Ale co ma wisieć, nie utonie, więc poza wieszaniem budek umowa w roku bieżącym objęła także „prace nawodne”. Polegały one na wykonaniu i montażu 9 koszy lęgowych dla kaczek oraz przygotowaniu i montażu 6 platform wypoczynkowych dla ptaków.

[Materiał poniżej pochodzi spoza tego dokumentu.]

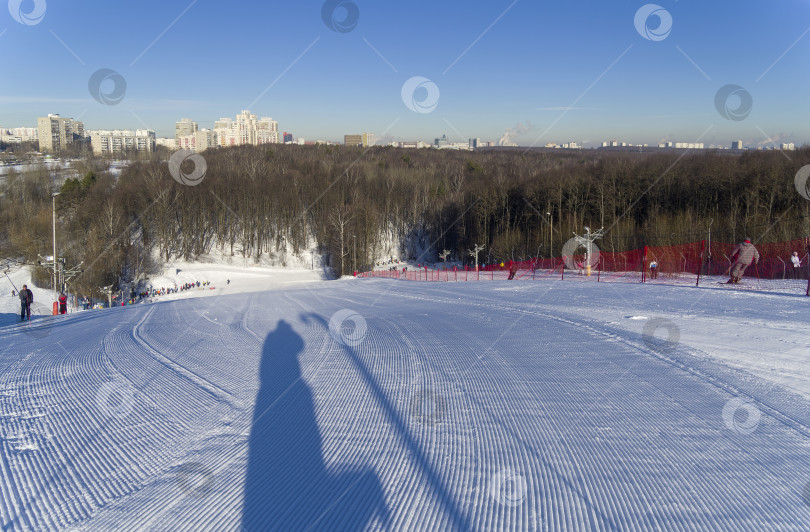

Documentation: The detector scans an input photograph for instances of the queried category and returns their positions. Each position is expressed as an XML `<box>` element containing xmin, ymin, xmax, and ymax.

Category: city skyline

Inwentaryzację i czyszczenie budek i koszy przeprowadzono w październiku 2011 r. Wszystkie skrzynki lęgowe zostały sprawdzone i oczyszczone z nagromadzonego materiału, kosze i platformy usunięto na zimę. Podczas inwentaryzacji budek stwierdzono lęgi 6 gatunków ptaków: bogatki (21%), szpaka (16%), mazurka (3%), muchołówki żałobnej (2%), kowalika (1%), modraszki (1%). Dominowały sikory, w tym nieoznaczone do gatunku stanowiły 37%. Ze względu na duże podobieństwo gniazd modraszki i bogatki, w wielu przypadkach oznaczenie ograniczyło się właśnie do określenia „sikora”. Po zmianach w systematyce modraszka i bogatka należą do różnych rodzajów Cyanistes i Parus i nie powinniśmy już mówić o oznaczaniu do rodzaju, jeżeli wahamy się między tymi dwoma gatunkami. Części lęgów nie udało się oznaczyć (19%). Ogólnie procent zasiedlenia budek wyniósł ok. 53%, w tym budki typu B, tzw. szpakówki zostały wykorzystane w 100%. Puszczyki w tym sezonie nie użytkowały skrzynek lęgowych, ale liczymy, że w końcu się skuszą. Do platform wypoczynkowych ptaki początkowo podchodziły z pewną dozą nieśmiałości, ale stopniowo przekonały się do nowych konstrukcji na stawach i zaczęły z nich korzystać. Niestety, kosze lęgowe nie zostały zasiedlone w tym sezonie, najprawdopodobniej spóźniliśmy się z montażem, ale nic straconego, bo pojawiają się ponownie wiosną. Już planujemy jak zwiększyć efekt w kolejnym sezonie, przez wcześniejszy montaż, zmianę lokalizacji czy ustawienia. Z każdym sezonem liczymy na więcej.